Creating a mutli-label classification with datablock api

src = (ImageList.from_folder("images")
   .split_by_rand_pct(0.2)
   .label_from_folder()
  )
data = (src.transform(get_transforms(), size=299)
    .databunch(bs=bs//2)
    .normalize(imagenet_stats)
   )

i think this should be creating a multilabel classifier but predict() still gives me a single Category and i believe i’ve still got a single label model. (not sure what attributes to inspect to tell).

possibly I’m just trying to do something stupid it’s not meant to do.

i’m using folders each containing single classes but i want it to train a multilabel classifier so when i give it an image with 2 things in it i can get a pred of both classes.

Your problem is this:

i’m using folders each containing single classes

Using .label_from_folder() with that above statement means that the databunch created will only have one label per image. The model treats this as a single label classification exercise due to the nature of the output (1 label). You’ll need to find a different way to label your images so that you can provide an array of labels per image, so the model knows that it has to predict all that it can see. Example here does it via an auxiliary dataframe.

1 Like

thank you! that was exactly what i needed. essentially i did the same thing, i fed it one label per image, but once i gave it a delimiter it gave me a multilabel model.

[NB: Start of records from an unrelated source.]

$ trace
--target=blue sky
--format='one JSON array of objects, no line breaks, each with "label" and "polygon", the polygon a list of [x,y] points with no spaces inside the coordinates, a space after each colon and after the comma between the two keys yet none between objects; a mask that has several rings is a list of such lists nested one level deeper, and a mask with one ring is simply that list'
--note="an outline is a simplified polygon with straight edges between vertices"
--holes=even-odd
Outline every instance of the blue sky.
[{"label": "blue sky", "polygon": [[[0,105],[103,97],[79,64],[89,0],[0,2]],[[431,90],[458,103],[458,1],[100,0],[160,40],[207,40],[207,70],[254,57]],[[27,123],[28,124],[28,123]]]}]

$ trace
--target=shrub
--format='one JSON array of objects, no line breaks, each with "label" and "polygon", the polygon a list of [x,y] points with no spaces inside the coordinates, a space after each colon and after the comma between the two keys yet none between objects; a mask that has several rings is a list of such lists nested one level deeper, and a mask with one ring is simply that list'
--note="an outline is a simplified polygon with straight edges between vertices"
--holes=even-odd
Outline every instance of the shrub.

ok, i definitely have a multilabel predictor now but when i feed it a picture of a nice clown and a scary clown together i still just get 1 predicted label.


the probs i get for this image are approx 4e-06 and 1. my single label classifier was very sure this was a nice clown. the multilabel model says it’s a scary clown.

i’m getting my pred the same way:

pred_class,pred_idx,probs = learner.predict(img)

what am i missing? do i need to train it with some mixed images that have both together??